Let’s just say that I wanted to defy the authorities because I believe in sharing the good news and all that. Let’s say that I didn’t believe in using government to prevent access to holy scripture. What would happen? It would be a dangerous thing to do. If I did it and persisted in doing it despite warning, the entire domain and the organization it represented could be instantly body bagged by the US Department of Homeland Security.
How might this situation change? Well, the copyright holder, which is the US Conference of Catholic Bishops on behalf the NAB which is administered by the CCD and yada yada, could put this book (the Bible) into the commons. It could do this on its own authority. It could do that right now, today, this minute. No one and nothing is preventing that.
Why won’t they? Well, they say they need the money. They have to deny access to the word of God so that they can extract money from you and me and everyone else. Otherwise, they say, they wouldn’t get any money from selling God’s word, and that would be very bad.
My response: any business model that relies on immorality needs to be changed. That’s especially true if the model is being used by the Catholic faith. Simony might be lucrative but it is still not morally advisable.
My other response: putting a work into the commons does not mean that you cannot sell it. There are way to make a commercial profit that are also consistent with generosity, good will, and human service.
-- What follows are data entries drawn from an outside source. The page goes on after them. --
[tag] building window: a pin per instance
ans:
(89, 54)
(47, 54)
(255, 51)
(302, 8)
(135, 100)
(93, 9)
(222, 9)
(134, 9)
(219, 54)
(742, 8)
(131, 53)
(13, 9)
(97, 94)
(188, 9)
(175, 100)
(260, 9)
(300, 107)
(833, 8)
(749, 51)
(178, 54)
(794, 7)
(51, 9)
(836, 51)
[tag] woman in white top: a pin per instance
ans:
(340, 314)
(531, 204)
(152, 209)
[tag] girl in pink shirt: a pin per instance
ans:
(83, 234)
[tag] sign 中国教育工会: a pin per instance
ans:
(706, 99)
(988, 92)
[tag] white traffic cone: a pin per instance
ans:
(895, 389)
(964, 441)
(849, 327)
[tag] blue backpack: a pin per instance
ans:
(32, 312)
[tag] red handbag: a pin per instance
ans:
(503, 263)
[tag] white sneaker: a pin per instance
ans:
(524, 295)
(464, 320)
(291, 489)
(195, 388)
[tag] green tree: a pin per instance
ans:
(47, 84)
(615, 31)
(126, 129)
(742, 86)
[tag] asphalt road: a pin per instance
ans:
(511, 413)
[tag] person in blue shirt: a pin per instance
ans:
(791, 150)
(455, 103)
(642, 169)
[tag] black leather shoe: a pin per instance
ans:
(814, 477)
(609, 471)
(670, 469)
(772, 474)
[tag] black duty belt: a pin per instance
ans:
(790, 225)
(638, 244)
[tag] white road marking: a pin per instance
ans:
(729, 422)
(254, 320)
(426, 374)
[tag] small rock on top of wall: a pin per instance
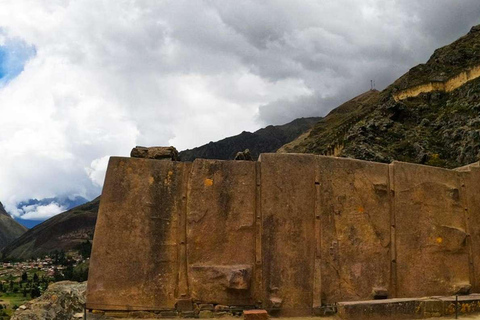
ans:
(157, 153)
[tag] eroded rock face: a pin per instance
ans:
(61, 301)
(158, 153)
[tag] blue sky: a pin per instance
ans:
(13, 56)
(84, 80)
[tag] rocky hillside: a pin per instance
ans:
(440, 128)
(61, 232)
(265, 140)
(9, 228)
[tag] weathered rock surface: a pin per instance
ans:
(61, 301)
(158, 153)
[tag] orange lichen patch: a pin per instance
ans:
(168, 179)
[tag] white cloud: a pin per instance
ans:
(108, 75)
(39, 212)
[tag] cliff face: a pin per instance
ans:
(9, 228)
(440, 127)
(265, 140)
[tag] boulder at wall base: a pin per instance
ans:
(61, 301)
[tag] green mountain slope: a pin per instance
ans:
(438, 128)
(265, 140)
(61, 232)
(9, 228)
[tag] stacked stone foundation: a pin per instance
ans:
(293, 234)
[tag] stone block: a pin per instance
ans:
(117, 314)
(354, 207)
(188, 314)
(204, 314)
(288, 195)
(134, 256)
(205, 306)
(157, 153)
(168, 314)
(220, 230)
(222, 314)
(255, 315)
(381, 309)
(220, 307)
(142, 315)
(184, 305)
(429, 206)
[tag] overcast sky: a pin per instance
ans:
(81, 80)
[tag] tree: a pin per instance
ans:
(35, 292)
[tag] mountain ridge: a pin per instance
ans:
(9, 228)
(437, 128)
(267, 139)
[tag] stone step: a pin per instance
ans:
(409, 308)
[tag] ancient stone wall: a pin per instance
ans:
(292, 233)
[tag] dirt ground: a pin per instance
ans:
(466, 317)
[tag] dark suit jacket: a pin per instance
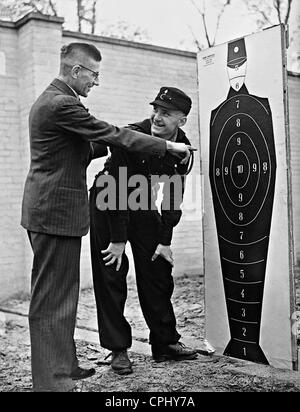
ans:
(61, 131)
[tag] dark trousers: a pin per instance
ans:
(52, 312)
(154, 281)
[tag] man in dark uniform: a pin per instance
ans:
(150, 235)
(63, 138)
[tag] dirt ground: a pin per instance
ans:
(205, 374)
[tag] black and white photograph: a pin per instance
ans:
(149, 198)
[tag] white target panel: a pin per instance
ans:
(248, 245)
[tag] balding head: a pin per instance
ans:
(79, 66)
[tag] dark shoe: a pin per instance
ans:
(177, 351)
(120, 363)
(81, 373)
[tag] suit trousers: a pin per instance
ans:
(155, 283)
(53, 309)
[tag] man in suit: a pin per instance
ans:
(149, 233)
(63, 140)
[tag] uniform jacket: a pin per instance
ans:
(61, 131)
(147, 165)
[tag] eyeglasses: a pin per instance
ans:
(95, 74)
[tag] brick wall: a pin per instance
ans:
(131, 75)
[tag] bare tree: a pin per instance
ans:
(124, 30)
(201, 8)
(14, 9)
(270, 12)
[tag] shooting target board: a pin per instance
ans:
(247, 219)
Given that the texts themselves are an infinitely reproduceable good, I’m pretty sure that posting sung Gospels online is not going to lead to a drastic fall in the sale of Bibles.
No, what’s going on here is pure folly.
It does not have to be this way.
Look at the example that ICEL has shown over the last few years. ICEL was once incredibly strict about the distributions of its texts. They never missed an opportunity to extract a dime or less.
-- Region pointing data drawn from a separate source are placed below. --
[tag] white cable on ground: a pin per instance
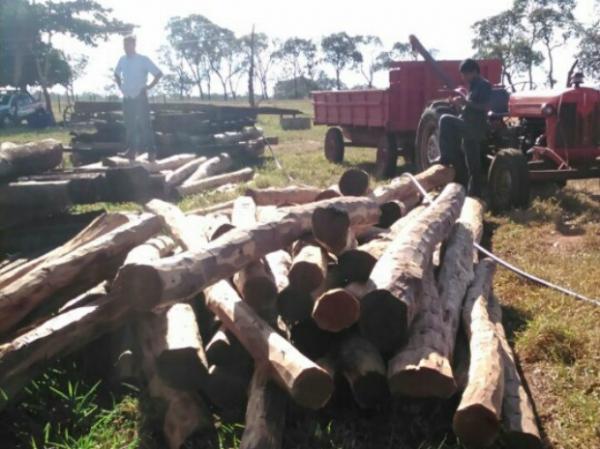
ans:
(427, 199)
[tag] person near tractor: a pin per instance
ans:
(461, 136)
(131, 75)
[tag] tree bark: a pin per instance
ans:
(30, 158)
(85, 267)
(354, 182)
(279, 196)
(389, 309)
(245, 174)
(180, 174)
(308, 384)
(422, 368)
(364, 369)
(402, 188)
(101, 225)
(477, 419)
(211, 167)
(185, 274)
(518, 417)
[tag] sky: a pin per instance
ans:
(443, 25)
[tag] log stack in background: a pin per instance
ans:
(277, 297)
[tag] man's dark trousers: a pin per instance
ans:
(454, 137)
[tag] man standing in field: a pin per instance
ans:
(461, 137)
(131, 75)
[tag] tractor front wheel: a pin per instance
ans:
(334, 145)
(387, 158)
(508, 180)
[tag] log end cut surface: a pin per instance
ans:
(383, 320)
(336, 310)
(477, 426)
(313, 388)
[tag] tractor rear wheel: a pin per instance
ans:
(508, 180)
(334, 145)
(427, 150)
(387, 157)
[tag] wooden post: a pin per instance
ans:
(477, 419)
(388, 310)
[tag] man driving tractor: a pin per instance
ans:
(461, 136)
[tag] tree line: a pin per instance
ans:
(201, 57)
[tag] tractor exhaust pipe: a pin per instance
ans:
(417, 47)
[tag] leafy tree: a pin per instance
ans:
(369, 48)
(298, 57)
(340, 50)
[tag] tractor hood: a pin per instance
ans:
(531, 103)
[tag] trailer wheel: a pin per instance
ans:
(427, 149)
(334, 145)
(508, 180)
(387, 158)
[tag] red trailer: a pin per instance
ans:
(388, 119)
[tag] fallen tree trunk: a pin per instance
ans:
(66, 332)
(212, 166)
(180, 174)
(456, 272)
(518, 417)
(364, 369)
(180, 358)
(309, 267)
(477, 419)
(402, 188)
(354, 182)
(279, 196)
(307, 383)
(30, 158)
(245, 174)
(25, 294)
(388, 310)
(422, 368)
(101, 225)
(186, 274)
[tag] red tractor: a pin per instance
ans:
(537, 136)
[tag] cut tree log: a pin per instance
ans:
(332, 225)
(211, 167)
(422, 368)
(336, 309)
(180, 174)
(255, 281)
(389, 309)
(456, 272)
(68, 331)
(518, 416)
(280, 196)
(308, 384)
(356, 264)
(354, 182)
(309, 267)
(30, 158)
(245, 174)
(187, 273)
(99, 226)
(180, 358)
(363, 367)
(85, 266)
(403, 189)
(477, 419)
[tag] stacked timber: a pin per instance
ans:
(276, 298)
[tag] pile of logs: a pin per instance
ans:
(179, 127)
(36, 186)
(275, 298)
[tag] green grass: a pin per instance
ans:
(556, 338)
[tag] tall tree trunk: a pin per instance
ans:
(251, 100)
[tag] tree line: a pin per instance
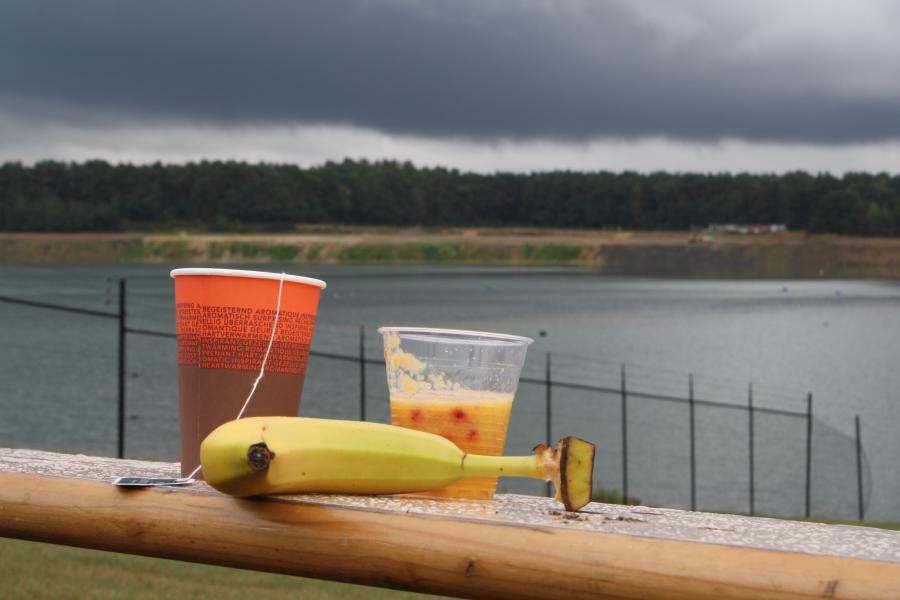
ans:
(236, 196)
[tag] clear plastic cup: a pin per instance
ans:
(457, 384)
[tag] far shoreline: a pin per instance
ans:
(688, 254)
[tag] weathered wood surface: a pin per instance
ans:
(514, 547)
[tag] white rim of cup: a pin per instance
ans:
(252, 274)
(460, 332)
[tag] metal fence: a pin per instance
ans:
(625, 393)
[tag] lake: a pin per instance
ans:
(838, 339)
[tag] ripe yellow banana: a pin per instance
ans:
(277, 455)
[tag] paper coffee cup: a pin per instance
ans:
(224, 322)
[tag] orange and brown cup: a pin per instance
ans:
(224, 321)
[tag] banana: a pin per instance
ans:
(279, 455)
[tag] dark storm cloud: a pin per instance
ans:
(483, 70)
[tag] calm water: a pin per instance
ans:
(839, 340)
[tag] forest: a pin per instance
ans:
(54, 196)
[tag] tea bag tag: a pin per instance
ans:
(138, 481)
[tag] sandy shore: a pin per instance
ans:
(663, 253)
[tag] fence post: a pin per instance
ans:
(624, 438)
(121, 442)
(751, 450)
(693, 447)
(362, 372)
(808, 448)
(859, 471)
(549, 416)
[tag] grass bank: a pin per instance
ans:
(785, 255)
(36, 571)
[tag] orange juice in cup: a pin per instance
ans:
(457, 384)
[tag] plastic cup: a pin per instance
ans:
(458, 384)
(223, 321)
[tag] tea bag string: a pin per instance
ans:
(262, 367)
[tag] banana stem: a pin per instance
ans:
(476, 465)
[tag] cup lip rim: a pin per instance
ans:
(460, 332)
(244, 273)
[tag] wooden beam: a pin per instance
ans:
(515, 547)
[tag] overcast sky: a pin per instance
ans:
(483, 85)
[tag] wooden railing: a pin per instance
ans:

But that has completely changed. In the preparations for the new Missal, ICEL posted its most valuable commodity, the completely body of Missal music, online for free download. It actually encouraged people to print them and sing them. This was a brilliant approach. It didn’t cause some kind of terrible corruption but rather exactly the opposite. It fostered a beautiful creativity and encouraged the widespread use of the chant.
As for the texts otherwise, it has been very liberal with permissions. It has also been open about the rationale for charging a fee for long scale printings. This approach has led to vast good will be spread about ICEL’s work and the new Missal. All this change required was a small step: let it go and let it grow.
Now let’s talk about music publishers like GIA and OCP. They both own a warchest of copyrights. They sell the right to sing their stuff to other publishers and to you and me. Every time you start to sing, coins in their coffers go ka-ching.
In order to keep this business model alive, they must marginalize public domain music as much as possible. This means the need to change traditional hymns. There must be new texts, new arrangements, new instrumental tricks added and the like.
You might think it would be good to sing a song the way it might have sounded in, say, the 1920s. That’s not going to happen if GIA and OCP have anything to do with it. They must twist, distort, contort, and mangle notes and chords, not because they are actually improving anything; no, no, that’s has nothing to do with it. It is all about re-copyrighting the thing. This would not be possible without access to the copyright law invented and universalized in the 19th century.
Catholic institutions have a choice. They can embrace this nonsense or they can do the right thing and eschew completely. For the sake of the faith and art, Catholics need to find a new way to do business that is consistent with the basic tenants of the Gospel.
Then, someday, perhaps we will be even permitted to sing that Gospel.